For a class I teach on economic statistics, I occasionally need to cook up a bogus data set for my students to analyze using regression analysis and other tools. This turns out to be a much more difficult task than you might expect.
The main problem is that almost any data set I create that actually represents a true underlying relationship (e.g., output is some function of labor and capital) comes out with insanely high levels of statistical significance (p-values in the hundred-thousands or millionths). And no, I’m not making the mistake of failing to include an error term; these high levels of statistical significance persist even when I include random errors with fairly high variances.

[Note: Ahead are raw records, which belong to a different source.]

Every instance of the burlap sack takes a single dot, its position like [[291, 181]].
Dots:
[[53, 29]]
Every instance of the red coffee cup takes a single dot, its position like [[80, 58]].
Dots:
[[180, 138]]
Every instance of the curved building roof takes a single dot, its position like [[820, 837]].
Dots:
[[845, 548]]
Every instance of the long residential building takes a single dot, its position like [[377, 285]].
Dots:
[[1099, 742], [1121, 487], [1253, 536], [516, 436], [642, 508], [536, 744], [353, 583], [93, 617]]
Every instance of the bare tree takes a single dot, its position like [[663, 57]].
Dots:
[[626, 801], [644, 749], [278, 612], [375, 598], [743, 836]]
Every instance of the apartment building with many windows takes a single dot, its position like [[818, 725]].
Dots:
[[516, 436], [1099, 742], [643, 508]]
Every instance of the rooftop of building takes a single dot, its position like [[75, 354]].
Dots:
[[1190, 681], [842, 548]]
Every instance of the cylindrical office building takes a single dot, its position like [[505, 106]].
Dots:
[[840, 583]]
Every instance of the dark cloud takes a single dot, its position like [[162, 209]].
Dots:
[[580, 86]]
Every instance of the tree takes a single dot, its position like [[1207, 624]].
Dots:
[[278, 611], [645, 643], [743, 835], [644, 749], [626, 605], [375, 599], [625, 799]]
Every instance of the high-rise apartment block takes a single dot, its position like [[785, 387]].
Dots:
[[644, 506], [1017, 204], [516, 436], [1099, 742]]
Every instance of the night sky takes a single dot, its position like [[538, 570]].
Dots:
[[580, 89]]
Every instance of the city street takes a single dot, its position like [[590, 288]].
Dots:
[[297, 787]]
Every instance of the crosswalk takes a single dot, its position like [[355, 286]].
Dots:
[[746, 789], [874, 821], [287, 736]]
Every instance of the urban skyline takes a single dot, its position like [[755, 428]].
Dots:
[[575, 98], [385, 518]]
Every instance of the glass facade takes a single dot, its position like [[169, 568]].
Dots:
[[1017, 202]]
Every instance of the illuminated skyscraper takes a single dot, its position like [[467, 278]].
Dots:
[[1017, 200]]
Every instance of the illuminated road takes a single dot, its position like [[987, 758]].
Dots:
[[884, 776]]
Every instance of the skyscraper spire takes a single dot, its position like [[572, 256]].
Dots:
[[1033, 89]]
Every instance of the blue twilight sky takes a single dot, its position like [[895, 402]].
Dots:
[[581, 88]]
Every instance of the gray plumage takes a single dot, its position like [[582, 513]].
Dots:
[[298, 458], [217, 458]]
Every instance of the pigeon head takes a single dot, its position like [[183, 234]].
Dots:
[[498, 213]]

The significance levels do decrease with higher variance in the error term, but they’re still ridiculously high. By the time I’ve inserted enough variance to get more believable p-values, the y-values have become untenable (for instance, producing negative values for output). Those with econometrics experience will say this is just a problem of truncated variables – which is true, but the econometric methods needed to deal with truncated variables are far beyond the level of the class.
I’ve tried other methods of solving the problem, such as including additional explanatory variables when creating the y-values and then omitting those variables from the regression. This has been only moderately successful, especially since it’s hard to control how much effect your omitted variables will have on the regression results.
I have found one method, however, that allows me to create realistic-looking data sets and exercise a modicum of control of how large or small the significance levels are. It is this: I create the data set using a true underlying relationship as well as an error term. Then I replace some fraction q of the y-values with random numbers, in the same approximate range as the other y-values, but completely unaffected by the corresponding x-values. By changing q, I can approximately target the levels of significance that will pop out of the regression. I’ve found that a q between 20% and 40% of the observations will usually generate significance levels in the “interesting” range (p-values ranging from 0.001 to 0.30 or so).
As for what we can conclude about the real world and the statistical tools we use to analyze it, make of this what you will.